Earth Sciences Building, 2207 Main Mall, Room 4192
Mon 9th December 2013
Computational methods for mixed effects models in large-scale genetic and genomic studies
This will be a two-part talk describing efficient computational methods for mixed effects models in large-scale genome-wide association studies (GWASs) and RNA sequencing (RNAseq) studies. In the first part of the talk I will focus on linear mixed models. Linear mixed models have attracted considerable attention recently as powerful and effective tools to account for population stratification and relatedness in GWASs. However, existing methods for calculating likelihood ratio test (LRT) statistics are computationally impractical for even moderate-sized GWASs, and many studies have to rely on approximate LRT methods. To address this issue, I present novel computationally-efficient algorithms, which we refer to as genome-wide efficient mixed model association (GEMMA), for fitting both univariate and multivariate linear mixed models, and computing the LRT for SNP associations in GWASs. Our methods improve on existing approximate LRT methods in computation speed, power/correct control of type I error, and ability to deal with more than two phenotypes. I illustrate these features on real and simulated data. In the second part of the talk I will focus on Poisson mixed models. High throughput sequencing is extremely widely used in genetics and genomics, and provides unprecedented insights into many basic biological questions.
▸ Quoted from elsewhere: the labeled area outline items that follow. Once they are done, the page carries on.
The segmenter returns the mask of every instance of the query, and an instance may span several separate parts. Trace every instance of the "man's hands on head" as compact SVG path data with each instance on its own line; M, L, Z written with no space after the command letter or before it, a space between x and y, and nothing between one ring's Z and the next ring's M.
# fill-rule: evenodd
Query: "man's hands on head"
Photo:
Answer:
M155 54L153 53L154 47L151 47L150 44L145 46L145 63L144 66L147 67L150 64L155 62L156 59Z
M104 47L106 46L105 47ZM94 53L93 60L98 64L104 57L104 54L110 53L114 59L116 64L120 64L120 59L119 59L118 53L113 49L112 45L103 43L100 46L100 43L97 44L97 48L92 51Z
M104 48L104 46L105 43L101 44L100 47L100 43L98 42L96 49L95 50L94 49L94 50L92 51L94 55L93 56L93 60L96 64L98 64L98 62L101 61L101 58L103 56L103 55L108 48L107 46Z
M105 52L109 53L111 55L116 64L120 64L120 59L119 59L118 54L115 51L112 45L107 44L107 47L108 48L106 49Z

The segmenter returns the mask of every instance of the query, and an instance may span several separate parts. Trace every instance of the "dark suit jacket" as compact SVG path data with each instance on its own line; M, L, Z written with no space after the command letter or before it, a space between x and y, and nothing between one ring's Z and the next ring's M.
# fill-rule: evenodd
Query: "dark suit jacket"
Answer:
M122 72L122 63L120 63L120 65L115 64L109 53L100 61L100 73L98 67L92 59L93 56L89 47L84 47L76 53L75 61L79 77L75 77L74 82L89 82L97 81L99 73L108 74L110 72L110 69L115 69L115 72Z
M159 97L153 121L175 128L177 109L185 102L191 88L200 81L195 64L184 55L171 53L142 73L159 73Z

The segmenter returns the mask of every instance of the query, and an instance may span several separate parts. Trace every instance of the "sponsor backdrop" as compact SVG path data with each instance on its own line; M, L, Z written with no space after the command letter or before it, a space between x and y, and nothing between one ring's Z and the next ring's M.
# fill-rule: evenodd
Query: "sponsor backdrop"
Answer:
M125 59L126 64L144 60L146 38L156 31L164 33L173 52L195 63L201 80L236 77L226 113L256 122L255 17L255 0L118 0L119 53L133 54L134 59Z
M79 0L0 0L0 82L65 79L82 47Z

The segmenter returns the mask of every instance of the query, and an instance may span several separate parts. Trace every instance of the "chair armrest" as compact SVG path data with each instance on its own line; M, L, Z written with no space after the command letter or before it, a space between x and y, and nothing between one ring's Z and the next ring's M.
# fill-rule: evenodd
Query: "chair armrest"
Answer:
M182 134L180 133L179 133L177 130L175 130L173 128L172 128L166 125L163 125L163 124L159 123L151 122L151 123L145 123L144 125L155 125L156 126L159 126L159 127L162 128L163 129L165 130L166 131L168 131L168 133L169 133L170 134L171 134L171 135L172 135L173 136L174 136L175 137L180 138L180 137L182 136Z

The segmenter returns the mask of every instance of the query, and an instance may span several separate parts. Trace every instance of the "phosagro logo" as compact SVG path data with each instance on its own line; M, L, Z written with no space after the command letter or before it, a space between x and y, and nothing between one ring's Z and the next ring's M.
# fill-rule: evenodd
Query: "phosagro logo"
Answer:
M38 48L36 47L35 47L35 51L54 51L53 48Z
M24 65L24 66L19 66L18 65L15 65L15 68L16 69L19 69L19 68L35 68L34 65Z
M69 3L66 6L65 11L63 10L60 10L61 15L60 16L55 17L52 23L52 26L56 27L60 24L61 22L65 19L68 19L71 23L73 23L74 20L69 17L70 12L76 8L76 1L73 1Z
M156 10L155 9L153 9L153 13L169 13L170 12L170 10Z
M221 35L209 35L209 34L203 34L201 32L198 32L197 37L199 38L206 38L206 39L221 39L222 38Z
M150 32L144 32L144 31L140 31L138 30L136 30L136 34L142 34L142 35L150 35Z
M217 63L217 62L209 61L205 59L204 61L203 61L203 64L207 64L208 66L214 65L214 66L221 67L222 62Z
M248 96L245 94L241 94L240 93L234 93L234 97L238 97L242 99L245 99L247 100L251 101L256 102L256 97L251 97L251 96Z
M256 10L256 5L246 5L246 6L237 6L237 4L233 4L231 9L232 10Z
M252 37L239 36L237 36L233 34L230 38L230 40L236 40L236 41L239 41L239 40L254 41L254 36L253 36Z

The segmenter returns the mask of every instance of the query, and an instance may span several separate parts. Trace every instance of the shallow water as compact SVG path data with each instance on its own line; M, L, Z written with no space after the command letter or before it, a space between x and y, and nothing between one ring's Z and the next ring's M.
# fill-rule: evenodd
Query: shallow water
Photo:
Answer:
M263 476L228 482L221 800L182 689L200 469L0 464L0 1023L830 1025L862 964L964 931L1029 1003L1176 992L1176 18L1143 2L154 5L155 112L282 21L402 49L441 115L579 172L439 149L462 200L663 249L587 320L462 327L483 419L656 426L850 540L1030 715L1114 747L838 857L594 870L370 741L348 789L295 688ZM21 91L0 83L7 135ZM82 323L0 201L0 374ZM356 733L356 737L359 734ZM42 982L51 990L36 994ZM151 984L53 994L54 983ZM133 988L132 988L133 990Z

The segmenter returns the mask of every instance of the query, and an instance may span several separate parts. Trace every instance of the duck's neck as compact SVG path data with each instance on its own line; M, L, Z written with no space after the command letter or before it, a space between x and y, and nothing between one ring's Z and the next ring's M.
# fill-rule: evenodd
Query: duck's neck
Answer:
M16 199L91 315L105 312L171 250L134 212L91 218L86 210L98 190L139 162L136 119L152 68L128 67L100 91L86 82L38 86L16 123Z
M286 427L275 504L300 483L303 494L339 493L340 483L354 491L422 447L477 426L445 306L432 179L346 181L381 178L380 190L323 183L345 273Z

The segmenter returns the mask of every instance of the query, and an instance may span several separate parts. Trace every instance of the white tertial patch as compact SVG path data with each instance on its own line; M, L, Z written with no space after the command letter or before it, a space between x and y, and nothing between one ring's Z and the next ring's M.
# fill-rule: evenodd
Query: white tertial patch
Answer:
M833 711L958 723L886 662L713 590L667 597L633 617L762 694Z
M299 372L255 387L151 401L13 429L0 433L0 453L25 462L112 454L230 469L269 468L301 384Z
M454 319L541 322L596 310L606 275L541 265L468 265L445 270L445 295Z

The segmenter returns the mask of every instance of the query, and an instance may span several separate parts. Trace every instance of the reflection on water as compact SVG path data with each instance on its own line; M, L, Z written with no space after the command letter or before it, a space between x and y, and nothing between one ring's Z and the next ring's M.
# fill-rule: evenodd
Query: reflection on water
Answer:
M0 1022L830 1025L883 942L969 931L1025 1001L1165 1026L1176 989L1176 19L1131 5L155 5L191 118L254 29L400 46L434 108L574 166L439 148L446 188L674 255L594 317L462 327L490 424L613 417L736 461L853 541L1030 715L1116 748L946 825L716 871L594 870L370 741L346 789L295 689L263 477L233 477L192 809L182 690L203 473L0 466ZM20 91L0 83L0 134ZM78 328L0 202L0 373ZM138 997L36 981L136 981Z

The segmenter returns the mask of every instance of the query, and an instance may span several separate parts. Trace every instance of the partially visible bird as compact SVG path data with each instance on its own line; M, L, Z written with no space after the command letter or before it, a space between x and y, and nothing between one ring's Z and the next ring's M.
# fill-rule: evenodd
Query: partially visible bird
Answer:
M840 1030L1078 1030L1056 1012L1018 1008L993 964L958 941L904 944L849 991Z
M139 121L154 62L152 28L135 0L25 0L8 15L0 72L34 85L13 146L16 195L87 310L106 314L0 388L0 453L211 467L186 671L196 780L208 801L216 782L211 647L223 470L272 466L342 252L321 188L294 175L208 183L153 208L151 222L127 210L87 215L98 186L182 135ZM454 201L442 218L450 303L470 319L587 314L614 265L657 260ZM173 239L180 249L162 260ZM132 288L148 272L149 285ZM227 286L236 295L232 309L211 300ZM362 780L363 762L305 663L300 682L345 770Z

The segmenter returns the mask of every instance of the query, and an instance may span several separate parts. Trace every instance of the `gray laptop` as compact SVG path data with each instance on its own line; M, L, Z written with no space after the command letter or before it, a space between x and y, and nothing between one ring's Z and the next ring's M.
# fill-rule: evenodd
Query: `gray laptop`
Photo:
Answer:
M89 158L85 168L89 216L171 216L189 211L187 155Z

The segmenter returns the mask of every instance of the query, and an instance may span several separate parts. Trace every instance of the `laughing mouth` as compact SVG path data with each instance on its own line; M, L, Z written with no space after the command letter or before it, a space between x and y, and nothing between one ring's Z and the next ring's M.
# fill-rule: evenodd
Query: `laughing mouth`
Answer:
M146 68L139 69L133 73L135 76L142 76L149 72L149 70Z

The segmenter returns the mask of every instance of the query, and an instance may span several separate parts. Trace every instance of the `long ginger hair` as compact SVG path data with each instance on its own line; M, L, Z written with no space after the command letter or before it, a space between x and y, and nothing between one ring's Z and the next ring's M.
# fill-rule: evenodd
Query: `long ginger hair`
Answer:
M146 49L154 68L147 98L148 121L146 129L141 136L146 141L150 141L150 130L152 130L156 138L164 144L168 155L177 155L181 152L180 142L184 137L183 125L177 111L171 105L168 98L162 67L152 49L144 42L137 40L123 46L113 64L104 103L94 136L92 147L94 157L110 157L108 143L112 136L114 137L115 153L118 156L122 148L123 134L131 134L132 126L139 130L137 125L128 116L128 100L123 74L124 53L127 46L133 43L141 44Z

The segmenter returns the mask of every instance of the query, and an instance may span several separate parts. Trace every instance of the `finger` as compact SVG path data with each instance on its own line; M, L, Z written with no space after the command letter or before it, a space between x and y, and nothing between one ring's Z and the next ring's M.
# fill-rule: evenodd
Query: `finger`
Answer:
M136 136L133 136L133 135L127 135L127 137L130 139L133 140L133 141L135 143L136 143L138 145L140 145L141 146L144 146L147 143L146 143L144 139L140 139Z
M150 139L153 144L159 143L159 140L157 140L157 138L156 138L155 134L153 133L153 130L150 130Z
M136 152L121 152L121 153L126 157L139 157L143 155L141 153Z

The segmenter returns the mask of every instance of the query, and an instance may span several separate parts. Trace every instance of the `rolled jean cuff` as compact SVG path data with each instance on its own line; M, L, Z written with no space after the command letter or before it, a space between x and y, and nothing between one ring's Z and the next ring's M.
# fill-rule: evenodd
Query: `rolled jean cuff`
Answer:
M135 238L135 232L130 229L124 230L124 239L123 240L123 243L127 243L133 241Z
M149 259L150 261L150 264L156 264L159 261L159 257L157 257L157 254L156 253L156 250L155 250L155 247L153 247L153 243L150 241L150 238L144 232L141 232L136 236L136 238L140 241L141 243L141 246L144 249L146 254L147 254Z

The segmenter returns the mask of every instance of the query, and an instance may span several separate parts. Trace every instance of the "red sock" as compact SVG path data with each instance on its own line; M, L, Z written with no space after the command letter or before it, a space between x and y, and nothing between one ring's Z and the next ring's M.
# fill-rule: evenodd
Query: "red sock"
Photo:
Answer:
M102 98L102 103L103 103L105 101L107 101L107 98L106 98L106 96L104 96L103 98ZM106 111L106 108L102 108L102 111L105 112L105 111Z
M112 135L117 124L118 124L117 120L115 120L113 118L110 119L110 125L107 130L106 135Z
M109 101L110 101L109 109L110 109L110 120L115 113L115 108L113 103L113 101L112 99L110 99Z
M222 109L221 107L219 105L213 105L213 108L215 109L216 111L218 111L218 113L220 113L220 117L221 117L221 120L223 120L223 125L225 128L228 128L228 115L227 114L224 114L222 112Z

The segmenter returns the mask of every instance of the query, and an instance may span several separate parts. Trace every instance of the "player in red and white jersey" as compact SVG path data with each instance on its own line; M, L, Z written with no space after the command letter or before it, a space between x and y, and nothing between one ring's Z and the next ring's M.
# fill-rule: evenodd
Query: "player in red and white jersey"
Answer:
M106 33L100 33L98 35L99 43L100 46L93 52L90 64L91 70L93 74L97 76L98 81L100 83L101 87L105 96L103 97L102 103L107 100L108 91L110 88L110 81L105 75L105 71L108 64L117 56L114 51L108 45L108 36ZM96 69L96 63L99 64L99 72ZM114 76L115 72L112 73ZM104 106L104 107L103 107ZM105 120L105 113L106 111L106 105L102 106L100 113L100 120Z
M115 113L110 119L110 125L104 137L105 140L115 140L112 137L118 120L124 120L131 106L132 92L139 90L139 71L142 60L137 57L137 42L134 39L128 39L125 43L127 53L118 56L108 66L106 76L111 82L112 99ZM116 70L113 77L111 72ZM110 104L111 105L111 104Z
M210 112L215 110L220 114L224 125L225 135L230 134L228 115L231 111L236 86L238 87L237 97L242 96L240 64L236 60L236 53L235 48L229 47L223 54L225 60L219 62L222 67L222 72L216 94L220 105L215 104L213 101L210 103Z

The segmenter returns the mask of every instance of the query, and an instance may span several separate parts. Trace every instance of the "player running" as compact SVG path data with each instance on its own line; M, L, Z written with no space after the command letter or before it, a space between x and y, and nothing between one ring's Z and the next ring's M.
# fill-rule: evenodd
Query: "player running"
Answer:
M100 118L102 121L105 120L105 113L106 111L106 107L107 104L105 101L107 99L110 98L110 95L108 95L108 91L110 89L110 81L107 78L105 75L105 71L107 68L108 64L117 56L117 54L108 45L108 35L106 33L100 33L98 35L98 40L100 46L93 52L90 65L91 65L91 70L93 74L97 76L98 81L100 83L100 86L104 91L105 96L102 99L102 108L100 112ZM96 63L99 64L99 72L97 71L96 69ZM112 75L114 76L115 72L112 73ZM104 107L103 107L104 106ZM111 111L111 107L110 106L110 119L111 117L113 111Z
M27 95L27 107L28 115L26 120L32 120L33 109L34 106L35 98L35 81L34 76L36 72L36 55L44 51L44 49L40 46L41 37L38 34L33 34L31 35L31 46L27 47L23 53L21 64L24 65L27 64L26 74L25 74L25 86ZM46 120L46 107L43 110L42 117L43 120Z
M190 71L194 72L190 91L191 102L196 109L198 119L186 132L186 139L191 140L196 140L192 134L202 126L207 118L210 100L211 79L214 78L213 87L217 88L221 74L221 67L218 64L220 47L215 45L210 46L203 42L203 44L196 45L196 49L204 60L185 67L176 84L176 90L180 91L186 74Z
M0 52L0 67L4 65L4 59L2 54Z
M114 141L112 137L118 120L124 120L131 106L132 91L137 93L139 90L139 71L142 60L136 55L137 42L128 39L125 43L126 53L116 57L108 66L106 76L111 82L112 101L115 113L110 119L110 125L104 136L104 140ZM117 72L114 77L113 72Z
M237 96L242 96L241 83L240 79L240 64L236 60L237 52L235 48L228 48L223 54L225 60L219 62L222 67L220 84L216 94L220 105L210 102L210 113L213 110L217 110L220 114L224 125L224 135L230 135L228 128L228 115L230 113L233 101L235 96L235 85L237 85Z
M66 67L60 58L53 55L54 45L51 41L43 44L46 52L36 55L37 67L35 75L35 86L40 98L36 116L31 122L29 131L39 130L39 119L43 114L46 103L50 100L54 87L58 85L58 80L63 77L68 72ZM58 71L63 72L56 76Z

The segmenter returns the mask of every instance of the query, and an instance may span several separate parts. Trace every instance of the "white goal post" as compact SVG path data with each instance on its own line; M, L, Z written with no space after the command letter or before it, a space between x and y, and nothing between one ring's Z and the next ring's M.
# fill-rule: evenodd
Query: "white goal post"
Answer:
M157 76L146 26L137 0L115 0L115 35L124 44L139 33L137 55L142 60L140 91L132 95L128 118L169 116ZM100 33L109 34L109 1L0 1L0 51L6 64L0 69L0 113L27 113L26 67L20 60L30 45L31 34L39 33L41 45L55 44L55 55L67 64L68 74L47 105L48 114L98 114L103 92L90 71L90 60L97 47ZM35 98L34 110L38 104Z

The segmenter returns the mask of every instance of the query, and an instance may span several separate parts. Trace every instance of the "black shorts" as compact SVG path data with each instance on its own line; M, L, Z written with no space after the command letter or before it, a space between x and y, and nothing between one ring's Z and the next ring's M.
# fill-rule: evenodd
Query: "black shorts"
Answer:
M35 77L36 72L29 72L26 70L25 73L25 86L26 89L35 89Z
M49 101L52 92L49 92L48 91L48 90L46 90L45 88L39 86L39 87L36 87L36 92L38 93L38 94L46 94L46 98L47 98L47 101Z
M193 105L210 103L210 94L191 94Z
However, analyzing sequencing data in related individuals presents major statistical and computational challenges, as the read count data generated from a sequencing experiment not only inherit a Poisson noise from the sequencing machine, but also display additional variation across individuals (i.e. over-dispersion). To model this over-dispersion, I propose a Poisson mixed effects model with one random effects term to account for individual relatedness and an error term to account for independent noise. I present a novel and efficient posterior sampling algorithm for the model. With real RNAseq data, I show that our model is more powerful than the widely used negative binomial based approaches in identifying differentially expressed genes.